Repercusiones en el poder presidencial
El veredicto reafirma que el Ejecutivo solo puede actuar en materia comercial cuando el Congreso le delega expresamente esas atribuciones. No obstante, el fallo no afecta otras herramientas arancelarias ya en vigor, como las basadas en la Sección 232, que se justifican bajo el argumento de seguridad nacional. La Casa Blanca, en respuesta, anunció que recurrirá a otras disposiciones legales para mantener restricciones a las importaciones.
Entre las medidas previstas destaca la imposición de un arancel global del 10% bajo la Sección 122, que permite limitar importaciones por desequilibrios en la balanza de pagos. Además, se prevén nuevas investigaciones bajo las Secciones 232 y 301, así como la posible aplicación de la Sección 338 contra países que discriminen el comercio estadounidense. Aún no se define cómo se devolverán los 175 mil millones de dólares recaudados por los aranceles ahora anulados.

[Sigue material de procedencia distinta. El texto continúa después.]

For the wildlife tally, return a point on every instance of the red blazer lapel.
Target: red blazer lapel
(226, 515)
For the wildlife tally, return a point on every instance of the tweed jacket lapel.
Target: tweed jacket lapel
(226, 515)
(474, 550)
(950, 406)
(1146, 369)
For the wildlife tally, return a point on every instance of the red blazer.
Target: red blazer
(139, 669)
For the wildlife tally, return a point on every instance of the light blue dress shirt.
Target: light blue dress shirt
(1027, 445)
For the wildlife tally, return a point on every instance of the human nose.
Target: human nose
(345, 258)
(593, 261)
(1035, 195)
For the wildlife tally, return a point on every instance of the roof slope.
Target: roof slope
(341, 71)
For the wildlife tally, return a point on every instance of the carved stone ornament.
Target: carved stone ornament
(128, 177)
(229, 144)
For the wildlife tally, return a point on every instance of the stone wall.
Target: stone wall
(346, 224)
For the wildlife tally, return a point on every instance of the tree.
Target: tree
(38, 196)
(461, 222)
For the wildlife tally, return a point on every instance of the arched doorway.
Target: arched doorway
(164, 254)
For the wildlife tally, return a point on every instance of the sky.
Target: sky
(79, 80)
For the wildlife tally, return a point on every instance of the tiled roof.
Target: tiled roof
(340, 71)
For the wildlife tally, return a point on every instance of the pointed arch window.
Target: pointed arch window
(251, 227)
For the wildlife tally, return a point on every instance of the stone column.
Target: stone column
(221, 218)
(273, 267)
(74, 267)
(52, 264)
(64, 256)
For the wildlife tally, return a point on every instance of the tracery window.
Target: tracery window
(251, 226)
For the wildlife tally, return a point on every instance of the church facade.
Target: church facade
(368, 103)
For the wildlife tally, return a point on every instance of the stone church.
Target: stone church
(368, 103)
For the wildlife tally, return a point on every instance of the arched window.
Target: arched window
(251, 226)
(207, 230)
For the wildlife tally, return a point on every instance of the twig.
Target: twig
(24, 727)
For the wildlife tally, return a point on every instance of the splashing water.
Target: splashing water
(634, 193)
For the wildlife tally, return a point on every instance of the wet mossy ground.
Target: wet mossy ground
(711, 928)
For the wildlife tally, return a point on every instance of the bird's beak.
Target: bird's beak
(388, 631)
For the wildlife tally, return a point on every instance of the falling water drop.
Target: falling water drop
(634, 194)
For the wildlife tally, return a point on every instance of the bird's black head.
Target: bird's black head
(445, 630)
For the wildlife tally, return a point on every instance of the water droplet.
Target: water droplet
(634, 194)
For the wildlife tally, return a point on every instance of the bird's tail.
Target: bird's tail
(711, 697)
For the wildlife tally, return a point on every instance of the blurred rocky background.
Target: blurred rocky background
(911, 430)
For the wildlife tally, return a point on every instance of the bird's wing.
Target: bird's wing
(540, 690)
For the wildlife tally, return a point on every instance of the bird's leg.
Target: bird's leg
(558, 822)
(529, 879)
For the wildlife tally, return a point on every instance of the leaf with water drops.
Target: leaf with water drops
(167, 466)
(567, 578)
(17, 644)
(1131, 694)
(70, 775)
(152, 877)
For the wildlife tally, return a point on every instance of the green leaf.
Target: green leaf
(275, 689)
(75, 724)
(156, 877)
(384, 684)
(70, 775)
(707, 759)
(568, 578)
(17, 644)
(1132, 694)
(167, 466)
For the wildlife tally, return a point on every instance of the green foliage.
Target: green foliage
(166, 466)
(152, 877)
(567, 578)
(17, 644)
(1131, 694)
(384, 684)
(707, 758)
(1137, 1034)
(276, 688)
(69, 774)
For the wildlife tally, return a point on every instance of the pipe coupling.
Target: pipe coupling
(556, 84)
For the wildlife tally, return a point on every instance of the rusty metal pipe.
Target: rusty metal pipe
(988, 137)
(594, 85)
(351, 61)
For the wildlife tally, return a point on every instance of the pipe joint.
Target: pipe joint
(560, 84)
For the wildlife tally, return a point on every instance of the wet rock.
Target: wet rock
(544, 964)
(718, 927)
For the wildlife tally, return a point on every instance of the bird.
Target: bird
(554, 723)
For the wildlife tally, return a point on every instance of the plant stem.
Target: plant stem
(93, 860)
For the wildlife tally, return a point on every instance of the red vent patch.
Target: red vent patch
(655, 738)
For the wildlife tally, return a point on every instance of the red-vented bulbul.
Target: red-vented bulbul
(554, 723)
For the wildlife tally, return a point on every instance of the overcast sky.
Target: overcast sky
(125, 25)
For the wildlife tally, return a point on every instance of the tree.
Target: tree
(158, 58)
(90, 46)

Impacto en las relaciones comerciales con México
Para México, la decisión implica la eliminación del arancel del 25% aplicado a productos que no cumplen con las reglas del T-MEC. El nuevo gravamen del 10% bajo la Sección 122 solo afectará a aquellos bienes que no cumplan con el tratado, lo que mantiene una ventaja relativa para los productos mexicanos en el mercado estadounidense. Sin embargo, los aranceles vigentes bajo la Sección 232 seguirán aplicándose y no se verán afectados por esta medida.
Estos incluyen gravámenes del 25% a automóviles, camiones y autopartes (excepto el contenido estadounidense), del 50% al acero, aluminio y cobre, y del 10% a madera aserrada y gabinetes de cocina. A pesar del fallo, estos sectores estratégicos continuarán bajo presión arancelaria.
Implicaciones institucionales y políticas
Institucionalmente, el fallo fortalece la certidumbre jurídica en la región al delimitar el poder del Ejecutivo en materia comercial. Establece un precedente que limita la discrecionalidad presidencial y refuerza el Estado de derecho, enviando una señal clara a socios comerciales y mercados internacionales.
En un año electoral en Estados Unidos, donde se renovará la Cámara de Representantes y parte del Senado, el fallo añade un componente político sensible. Aunque no altera la orientación general de la política comercial de la administración Trump, sí restringe su margen de acción, lo que podría complicar futuras decisiones unilaterales en el ámbito comercial.